By Jed Horowitz
NEW YORK (Reuters) - Morgan Stanley, which has made a bigger bet on wealth management than any other major U.S. investment or commercial bank, said third-quarter pretax profit at its wealth unit more than doubled to $430 million from last year on asset management fees that hit $1.9 billion.
Profit margin, an internal benchmark that Chief Executive James Gorman has promoted as his measure of success in wealth management, more than doubled from last year to 19 percent, flat with this year's second quarter. The measure had stubbornly stayed in single digits for several years despite Gorman's initial prediction of at least a 20 percent margin.
Pretax profit in the business rose 187 percent from a year ago and 32 percent from this year's second quarter to $430 million on revenue that increased 8 percent from a year ago to $3.48 billion. Total expenses for the wealth unit fell 5 percent from a year ago and 2 percent from the second quarter as spending on integrating Smith Barney ebbed.

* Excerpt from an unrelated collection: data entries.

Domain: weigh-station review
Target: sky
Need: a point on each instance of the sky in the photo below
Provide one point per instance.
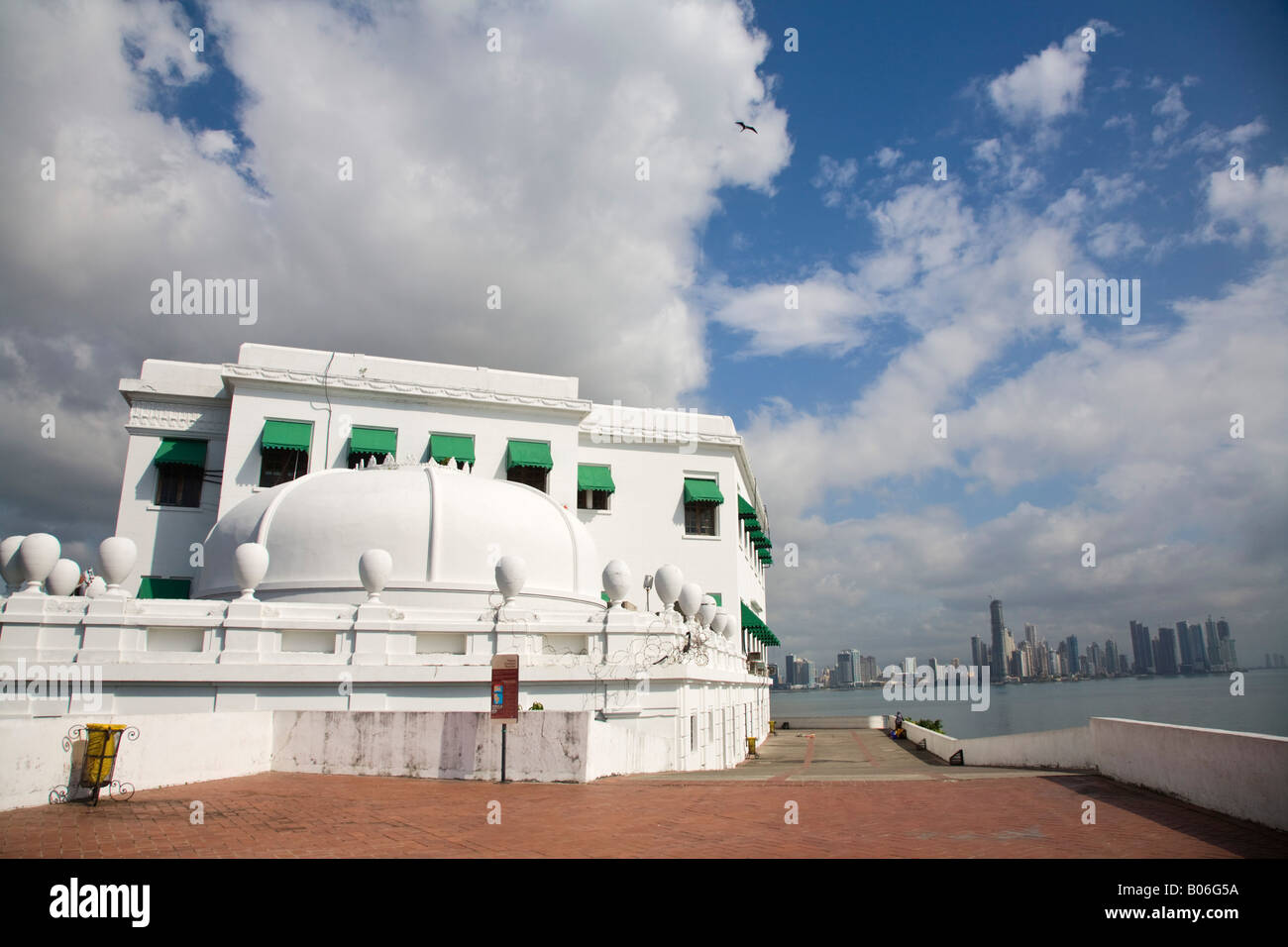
(846, 282)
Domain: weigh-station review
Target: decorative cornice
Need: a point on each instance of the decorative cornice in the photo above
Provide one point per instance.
(415, 390)
(627, 434)
(189, 419)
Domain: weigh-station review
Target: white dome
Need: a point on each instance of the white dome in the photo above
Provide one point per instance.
(445, 528)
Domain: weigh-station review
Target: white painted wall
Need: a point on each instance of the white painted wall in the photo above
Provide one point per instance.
(545, 746)
(1243, 775)
(171, 749)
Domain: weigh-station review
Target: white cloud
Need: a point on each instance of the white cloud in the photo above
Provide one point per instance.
(471, 169)
(1044, 86)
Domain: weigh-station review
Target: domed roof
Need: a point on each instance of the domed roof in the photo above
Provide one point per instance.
(443, 527)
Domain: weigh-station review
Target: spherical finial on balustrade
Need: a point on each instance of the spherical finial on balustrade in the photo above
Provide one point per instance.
(375, 566)
(11, 566)
(668, 581)
(617, 581)
(116, 554)
(250, 566)
(39, 554)
(511, 573)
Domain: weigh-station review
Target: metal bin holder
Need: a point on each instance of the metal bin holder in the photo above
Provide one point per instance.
(97, 767)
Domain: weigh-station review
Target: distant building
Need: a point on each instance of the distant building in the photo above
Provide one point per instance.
(1214, 646)
(870, 669)
(1141, 650)
(1167, 651)
(996, 650)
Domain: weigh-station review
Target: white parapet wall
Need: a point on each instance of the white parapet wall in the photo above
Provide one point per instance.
(1241, 775)
(1064, 749)
(171, 749)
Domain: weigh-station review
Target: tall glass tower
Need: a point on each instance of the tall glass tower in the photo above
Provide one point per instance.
(997, 654)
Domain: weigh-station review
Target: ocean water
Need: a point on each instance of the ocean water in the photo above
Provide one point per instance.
(1197, 701)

The July-to-September quarter, typically a sluggish period in retail brokerage, was the first in which Morgan Stanley owned 100 percent of the former Smith Barney after buying Citigroup's remaining 35 percent interest in the joint venture at the end of June. In last year's third quarter, Morgan Stanley shared
$9 million of the unit's profit with Citigroup.
The third-quarter report showed success in virtually every part of the company's strategic plan to book steady fee income from rich people to offset the volatility of its trading and investment banking businesses.
At the end of the third quarter, about 36 percent of client assets in the wealth division were in fee-based programs, up about one percentage point from June 30. The unit's total assets rose 8 percent from a year ago to $1.8 trillion and were up 3 percent from the second quarter.
Morgan Stanley's focus on wealthy families and individuals and its use of bonus and incentive plans for its brokers also bore fruit. Assets of clients with $10 million or more increased 20 percent from a year ago and 4 percent from the second quarter to $631 billion, or 35 percent of total assets.
Traditional trading commissions, which are being de-emphasized by big brokerages, nevertheless rose 16 percent from a year ago and 42 percent from this year's second quarter to $317 million.
Even the units brokerage force, which industry-wide has been falling as firms cull low producers, inched up 1 percent from a year earlier - and from this year's second quarter - to 16,517, confirming Morgan Stanley's status as the biggest U.S. brokerage.
On Wednesday, Bank of America's Merrill Lynch wealth division reported that its broker count fell almost 7 percent from a year ago to just over 14,000 as of September 30.
The wealth management unit at Morgan Stanley contributed 43.8 percent of the company's total revenue of $7.9 billion and 49.8 percent of its $1.3 billion pretax profit from continuing operations.
That positions wealth as the largest profit generator of the company's three main businesses, which also include institutional securities and investment management.
(The story has been filed again to correct profit in the first paragraph.)